The “Declaration,” which only the U.S. and Israel voted against, contained the statement that women should “struggle against colonialism, neo-colonialism, Zionism, racial discrimination and apartheid.” All delegations from other countries voted for or abstained on the resolution which was pushed through committee by the Arab-Soviet bloc-Third World countries, Denmark originally voted with the U.S. and Israel but later decided to change its vote and abstained.
Abzug told the JTA that while the “Declaration” was still in committee Israel made a motion to eliminate the word Zionism from the text but was voted down 59-19 with 19 abstentions. Another motion to eliminate the word came up for a full vote at the general session, but this was also rejected by a vote of 63-25 with 25 abstentions.
The Congresswoman said she advised the women at the conference to vote against the entire “Declaration” if “we were unsuccessful in convincing them to change the language.” But when a motion was made to accept the entire “Declaration” only Israel and the U.S. voted against it, with approximately 18 abstentions, Abzug said.
She stated that “much negotiating” took place before the actual vote occurred to “convince the delegates not to put the word ‘Zionism’ into the ‘Declaration’.” Most of the delegates, she said, particularly those from Western Europe and Latin America, were opposed to the wording. However, many did not vote against the resolution because of what they felt were other positive items in the resolution, including a change in global economics, “Everyone I spoke to felt this should not have happened,” Abzug said.

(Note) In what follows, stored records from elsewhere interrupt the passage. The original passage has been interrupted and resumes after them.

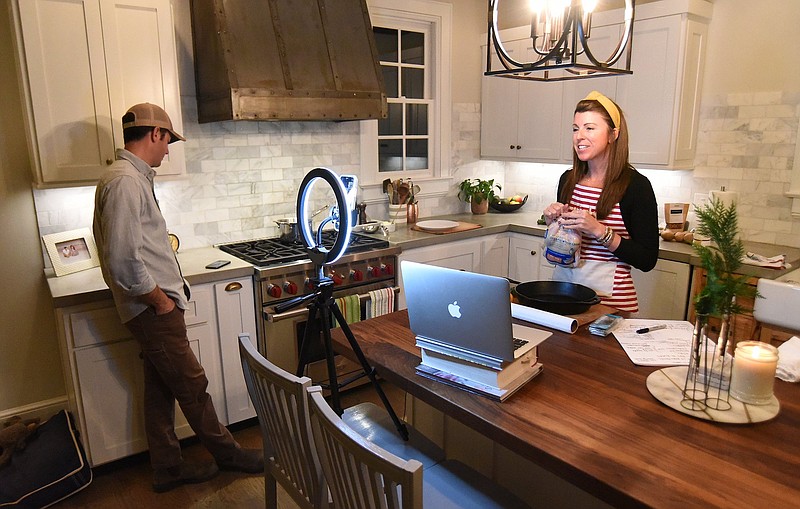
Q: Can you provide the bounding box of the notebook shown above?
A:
[400,260,550,366]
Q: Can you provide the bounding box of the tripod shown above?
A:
[275,262,408,440]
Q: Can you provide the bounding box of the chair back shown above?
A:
[308,387,423,509]
[239,334,328,509]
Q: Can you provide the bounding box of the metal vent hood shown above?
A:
[192,0,386,123]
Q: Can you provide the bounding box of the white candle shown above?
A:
[731,341,778,405]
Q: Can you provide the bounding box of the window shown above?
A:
[361,0,452,191]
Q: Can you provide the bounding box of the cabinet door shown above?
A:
[480,235,508,277]
[481,41,520,158]
[214,278,257,424]
[397,239,481,309]
[101,0,185,175]
[13,0,114,184]
[631,260,691,320]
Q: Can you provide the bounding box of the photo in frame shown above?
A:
[42,228,100,276]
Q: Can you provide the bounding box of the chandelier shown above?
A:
[484,0,635,81]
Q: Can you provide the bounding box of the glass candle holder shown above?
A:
[731,341,778,405]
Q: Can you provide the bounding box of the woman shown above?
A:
[544,92,658,312]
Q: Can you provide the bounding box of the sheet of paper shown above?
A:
[612,318,694,366]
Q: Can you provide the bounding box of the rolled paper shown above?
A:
[511,302,578,334]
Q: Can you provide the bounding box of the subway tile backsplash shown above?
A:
[34,92,800,260]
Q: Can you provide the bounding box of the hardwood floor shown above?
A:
[55,383,405,509]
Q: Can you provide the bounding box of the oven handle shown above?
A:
[264,286,400,323]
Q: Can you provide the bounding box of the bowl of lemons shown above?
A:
[489,194,528,212]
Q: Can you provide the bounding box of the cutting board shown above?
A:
[411,221,481,235]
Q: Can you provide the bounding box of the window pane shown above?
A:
[381,65,399,97]
[378,140,403,172]
[378,103,403,136]
[406,140,428,170]
[406,104,428,134]
[372,27,397,62]
[403,67,425,99]
[400,30,425,65]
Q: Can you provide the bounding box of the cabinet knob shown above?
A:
[225,281,242,292]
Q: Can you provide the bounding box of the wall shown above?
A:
[505,0,800,247]
[0,0,64,412]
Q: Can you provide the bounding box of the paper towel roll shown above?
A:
[708,191,739,207]
[511,302,578,334]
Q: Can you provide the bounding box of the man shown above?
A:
[94,103,264,492]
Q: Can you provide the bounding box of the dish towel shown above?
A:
[334,294,361,327]
[775,336,800,382]
[742,251,791,269]
[367,288,394,318]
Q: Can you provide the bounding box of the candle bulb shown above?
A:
[731,341,778,405]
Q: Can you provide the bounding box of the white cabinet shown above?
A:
[12,0,185,187]
[56,277,256,465]
[508,233,555,282]
[397,234,508,309]
[481,0,711,169]
[481,39,571,162]
[631,260,692,320]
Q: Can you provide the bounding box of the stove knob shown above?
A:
[283,281,297,295]
[267,284,281,299]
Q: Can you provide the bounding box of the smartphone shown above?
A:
[206,260,231,269]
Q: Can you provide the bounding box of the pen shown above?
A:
[636,325,667,334]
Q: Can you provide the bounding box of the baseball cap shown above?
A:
[122,103,186,143]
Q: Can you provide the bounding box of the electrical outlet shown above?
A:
[692,193,709,207]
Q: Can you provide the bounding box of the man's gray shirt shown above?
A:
[93,149,188,323]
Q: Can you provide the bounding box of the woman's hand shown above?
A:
[560,209,606,238]
[542,202,569,225]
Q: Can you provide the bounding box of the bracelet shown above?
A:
[597,226,614,247]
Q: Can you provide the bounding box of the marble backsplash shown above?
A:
[33,92,800,270]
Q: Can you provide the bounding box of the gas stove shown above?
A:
[217,230,389,268]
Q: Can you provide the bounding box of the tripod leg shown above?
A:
[319,299,347,417]
[324,301,408,440]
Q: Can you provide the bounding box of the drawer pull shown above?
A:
[225,281,242,292]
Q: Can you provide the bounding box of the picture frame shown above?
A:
[42,228,100,276]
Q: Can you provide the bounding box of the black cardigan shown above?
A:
[556,168,659,272]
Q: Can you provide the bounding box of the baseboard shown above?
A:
[0,396,69,423]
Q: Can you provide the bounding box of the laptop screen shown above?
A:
[400,260,514,361]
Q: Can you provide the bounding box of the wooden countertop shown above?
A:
[333,311,800,509]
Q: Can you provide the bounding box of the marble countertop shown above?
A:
[376,210,800,279]
[45,210,800,307]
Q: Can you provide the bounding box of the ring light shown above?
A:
[297,168,352,265]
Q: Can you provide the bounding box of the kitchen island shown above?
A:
[333,311,800,509]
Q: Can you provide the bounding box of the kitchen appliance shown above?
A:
[216,230,400,383]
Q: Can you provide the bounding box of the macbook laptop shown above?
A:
[400,260,550,363]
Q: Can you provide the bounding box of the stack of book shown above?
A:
[416,333,550,401]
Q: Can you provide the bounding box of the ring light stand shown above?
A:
[275,168,408,440]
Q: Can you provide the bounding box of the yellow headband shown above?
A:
[583,90,619,129]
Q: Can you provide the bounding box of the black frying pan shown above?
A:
[511,281,600,315]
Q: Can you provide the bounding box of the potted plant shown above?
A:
[458,179,502,214]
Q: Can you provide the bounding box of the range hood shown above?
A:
[192,0,387,123]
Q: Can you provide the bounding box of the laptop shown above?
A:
[400,260,551,365]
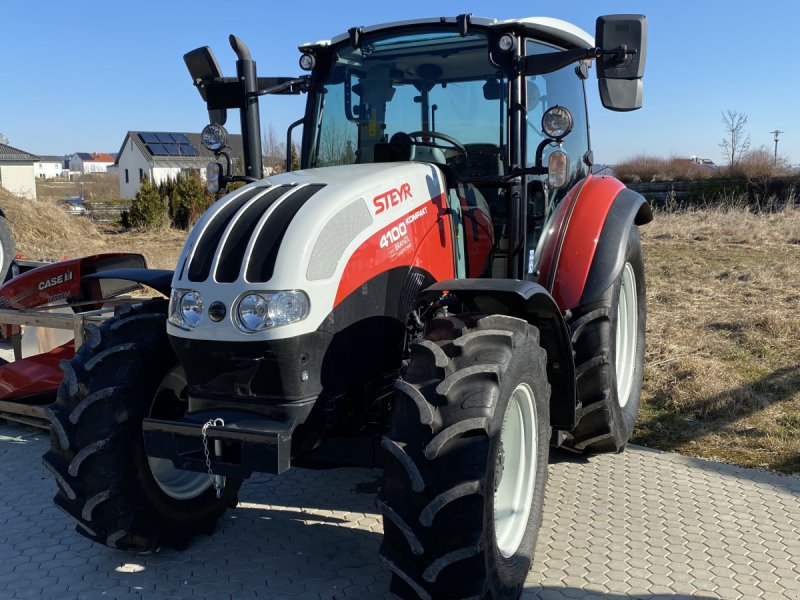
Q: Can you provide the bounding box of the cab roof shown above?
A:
[300,17,595,51]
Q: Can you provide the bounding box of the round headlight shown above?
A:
[300,54,317,71]
[236,294,272,331]
[497,33,515,52]
[542,106,572,140]
[180,291,203,328]
[269,291,309,325]
[200,123,228,152]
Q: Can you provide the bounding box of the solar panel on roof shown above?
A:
[179,144,200,156]
[139,131,158,144]
[147,144,167,156]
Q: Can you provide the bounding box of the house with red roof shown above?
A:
[69,152,114,175]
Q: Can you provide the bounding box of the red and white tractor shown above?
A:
[10,15,652,598]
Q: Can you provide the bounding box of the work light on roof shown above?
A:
[542,106,572,140]
[497,33,517,52]
[201,123,228,152]
[300,52,317,71]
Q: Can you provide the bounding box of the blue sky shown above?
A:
[0,0,800,164]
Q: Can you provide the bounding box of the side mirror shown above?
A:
[183,46,228,125]
[595,15,647,111]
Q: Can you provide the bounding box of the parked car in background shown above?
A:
[64,196,89,215]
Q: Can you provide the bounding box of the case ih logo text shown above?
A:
[372,183,412,215]
[39,271,72,290]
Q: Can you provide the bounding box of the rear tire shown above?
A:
[564,226,647,454]
[378,315,550,600]
[43,301,241,552]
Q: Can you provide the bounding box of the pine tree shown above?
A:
[128,177,167,229]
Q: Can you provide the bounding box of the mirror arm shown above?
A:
[521,44,639,75]
[521,48,600,75]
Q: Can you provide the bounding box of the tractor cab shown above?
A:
[300,15,644,280]
[185,15,646,281]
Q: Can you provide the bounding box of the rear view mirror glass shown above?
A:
[595,15,647,111]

Although the Congresswoman said she considered the “Declaration” was “totally improper” because of the attack on Zionism, she stressed that it was not a major document and that there were no special plans to implement it. Nevertheless, noting that the terrorist bombing in Jerusalem two days after the conference ended, in which 14 Israelis were killed and 73 wounded, Abzug stated the “Declaration” and similar actions “Perpetuate an atmosphere which encourages terrorism.”

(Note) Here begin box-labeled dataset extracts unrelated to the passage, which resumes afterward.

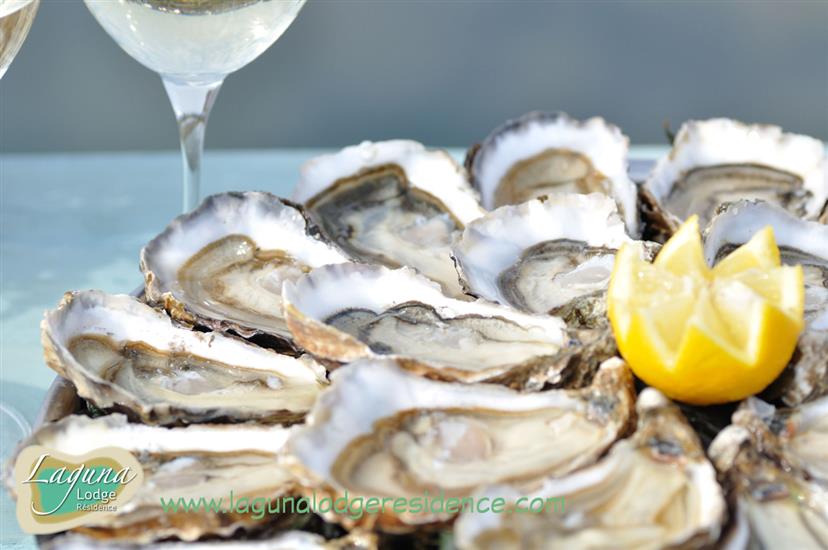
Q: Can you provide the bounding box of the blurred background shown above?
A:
[0,0,828,152]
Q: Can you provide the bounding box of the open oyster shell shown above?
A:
[10,414,298,544]
[466,112,638,235]
[283,264,567,386]
[454,388,726,550]
[41,290,326,424]
[709,398,828,550]
[453,193,631,327]
[289,358,634,532]
[293,140,483,296]
[141,192,348,341]
[641,118,828,237]
[704,201,828,323]
[704,201,828,405]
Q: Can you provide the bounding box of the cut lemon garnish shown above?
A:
[607,216,804,404]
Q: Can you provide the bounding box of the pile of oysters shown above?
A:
[8,113,828,549]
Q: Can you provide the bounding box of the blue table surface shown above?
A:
[0,147,664,548]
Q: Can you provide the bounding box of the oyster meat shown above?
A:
[293,140,483,296]
[709,398,828,550]
[6,414,298,544]
[283,264,567,385]
[141,192,348,340]
[289,358,634,532]
[454,388,726,550]
[41,290,327,424]
[453,193,631,326]
[466,112,638,235]
[642,118,828,235]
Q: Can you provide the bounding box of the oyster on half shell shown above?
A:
[293,140,483,296]
[288,358,634,532]
[704,201,828,323]
[453,193,631,327]
[641,118,828,237]
[41,290,327,424]
[454,388,726,550]
[283,264,567,386]
[704,201,828,405]
[466,112,638,236]
[709,398,828,550]
[141,192,348,342]
[10,414,298,544]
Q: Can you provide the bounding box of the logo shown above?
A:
[14,445,144,534]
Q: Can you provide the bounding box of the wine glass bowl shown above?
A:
[84,0,305,212]
[0,0,40,78]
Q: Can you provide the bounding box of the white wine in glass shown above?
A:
[0,0,39,462]
[0,0,39,78]
[84,0,305,212]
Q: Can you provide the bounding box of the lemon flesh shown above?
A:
[607,216,804,405]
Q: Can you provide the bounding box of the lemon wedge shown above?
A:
[607,216,804,405]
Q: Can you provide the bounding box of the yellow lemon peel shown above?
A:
[607,216,804,405]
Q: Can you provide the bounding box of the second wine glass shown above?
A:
[85,0,305,212]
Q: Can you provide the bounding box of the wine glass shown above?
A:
[84,0,305,212]
[0,0,40,462]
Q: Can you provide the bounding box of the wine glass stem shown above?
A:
[161,76,222,212]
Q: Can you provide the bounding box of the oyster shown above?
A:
[454,388,726,550]
[709,398,828,549]
[704,201,828,322]
[141,192,348,340]
[283,264,566,384]
[453,193,630,326]
[6,414,297,544]
[293,140,483,296]
[41,290,326,424]
[642,118,828,235]
[466,112,638,235]
[704,201,828,405]
[289,358,634,532]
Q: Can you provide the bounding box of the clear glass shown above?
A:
[84,0,305,212]
[0,0,40,460]
[0,0,40,78]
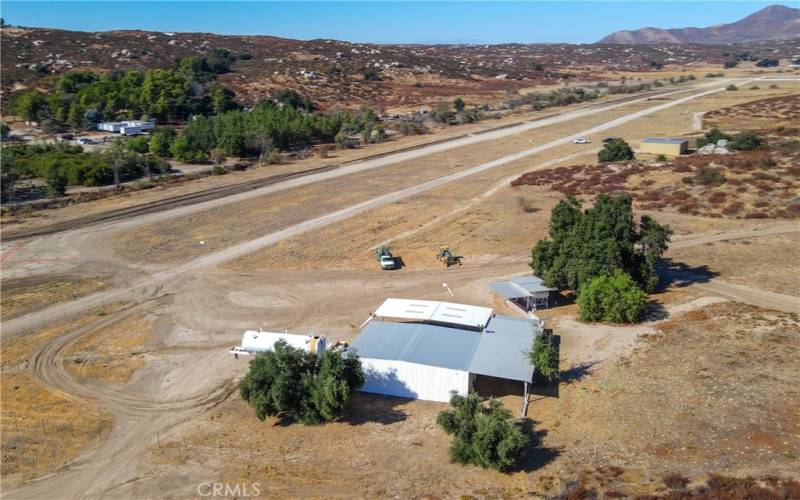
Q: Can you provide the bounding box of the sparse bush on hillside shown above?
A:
[697,127,731,148]
[528,330,559,384]
[730,130,764,151]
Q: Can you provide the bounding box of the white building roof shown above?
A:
[375,299,492,328]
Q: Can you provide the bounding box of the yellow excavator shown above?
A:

The major plan to come out of the conference was the “World Plan of Action,” a document Abzug said “could be abided by all nations.” She said she felt many of the governments “manipulated” their delegates at the conference. She felt that this was particularly true of the 77-nation Arab-Soviet-Third World bloc where, she said, the status of women is “minimal,” “Many of the governments instructed their delegates how to vote,” Abzug said. “But I feel the women regretted finding themselves in this position. There were many who wanted to deal independently with women’s issues rather than with world political affairs.”

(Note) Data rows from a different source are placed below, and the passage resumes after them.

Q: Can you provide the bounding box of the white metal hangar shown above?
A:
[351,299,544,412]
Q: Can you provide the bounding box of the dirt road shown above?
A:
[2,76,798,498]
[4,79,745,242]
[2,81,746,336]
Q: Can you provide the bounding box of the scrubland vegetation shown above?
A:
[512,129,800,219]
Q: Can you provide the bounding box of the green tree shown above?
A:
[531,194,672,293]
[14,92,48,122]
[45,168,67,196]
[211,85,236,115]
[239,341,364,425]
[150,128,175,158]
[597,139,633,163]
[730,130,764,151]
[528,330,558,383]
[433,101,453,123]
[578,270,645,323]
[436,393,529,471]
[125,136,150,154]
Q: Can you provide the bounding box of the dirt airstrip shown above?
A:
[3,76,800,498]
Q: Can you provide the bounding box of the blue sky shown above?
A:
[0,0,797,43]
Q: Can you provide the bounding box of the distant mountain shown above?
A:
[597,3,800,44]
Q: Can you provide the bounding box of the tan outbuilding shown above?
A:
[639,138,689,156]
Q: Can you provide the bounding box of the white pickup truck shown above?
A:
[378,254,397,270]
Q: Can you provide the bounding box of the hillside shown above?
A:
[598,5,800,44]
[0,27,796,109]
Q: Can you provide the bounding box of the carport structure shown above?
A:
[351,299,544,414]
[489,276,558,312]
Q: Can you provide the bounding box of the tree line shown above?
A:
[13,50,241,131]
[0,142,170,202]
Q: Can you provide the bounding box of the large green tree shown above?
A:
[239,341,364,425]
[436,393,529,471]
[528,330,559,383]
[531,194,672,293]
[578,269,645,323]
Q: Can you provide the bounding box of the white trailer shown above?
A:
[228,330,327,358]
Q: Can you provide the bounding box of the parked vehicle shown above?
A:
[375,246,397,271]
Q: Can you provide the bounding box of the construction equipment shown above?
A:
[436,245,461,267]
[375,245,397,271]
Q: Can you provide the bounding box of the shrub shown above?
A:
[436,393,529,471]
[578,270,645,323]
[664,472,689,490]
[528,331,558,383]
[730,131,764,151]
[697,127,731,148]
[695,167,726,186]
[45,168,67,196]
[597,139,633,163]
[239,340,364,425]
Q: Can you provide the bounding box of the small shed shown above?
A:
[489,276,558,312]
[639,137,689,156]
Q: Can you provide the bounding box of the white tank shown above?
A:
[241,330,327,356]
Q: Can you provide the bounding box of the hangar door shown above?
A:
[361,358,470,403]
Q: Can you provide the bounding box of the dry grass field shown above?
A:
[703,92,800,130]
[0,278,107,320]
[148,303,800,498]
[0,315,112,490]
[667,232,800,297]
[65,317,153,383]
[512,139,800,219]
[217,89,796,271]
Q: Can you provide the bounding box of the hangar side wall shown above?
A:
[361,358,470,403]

For example, she said that of the women she spoke to at the Tribune, the non-governmental, independent conference on the other side of the city that was being held simultaneously with the official conclave, attended by 5000 “interested” woman, all told her that they would not have walked out on Mrs. Leah Rabin. Abzug was referring to the incident when the Arab-Soviet-Third World delegates walked out of the conference hall when the wife of the Israeli Premier started to address the convention.
Referring again to the “Declaration,” Abzug condemned it as “UN political as usual” and as “more of the usual UN political rhetoric.” She praised the American delegates for having voted against the “Declaration.”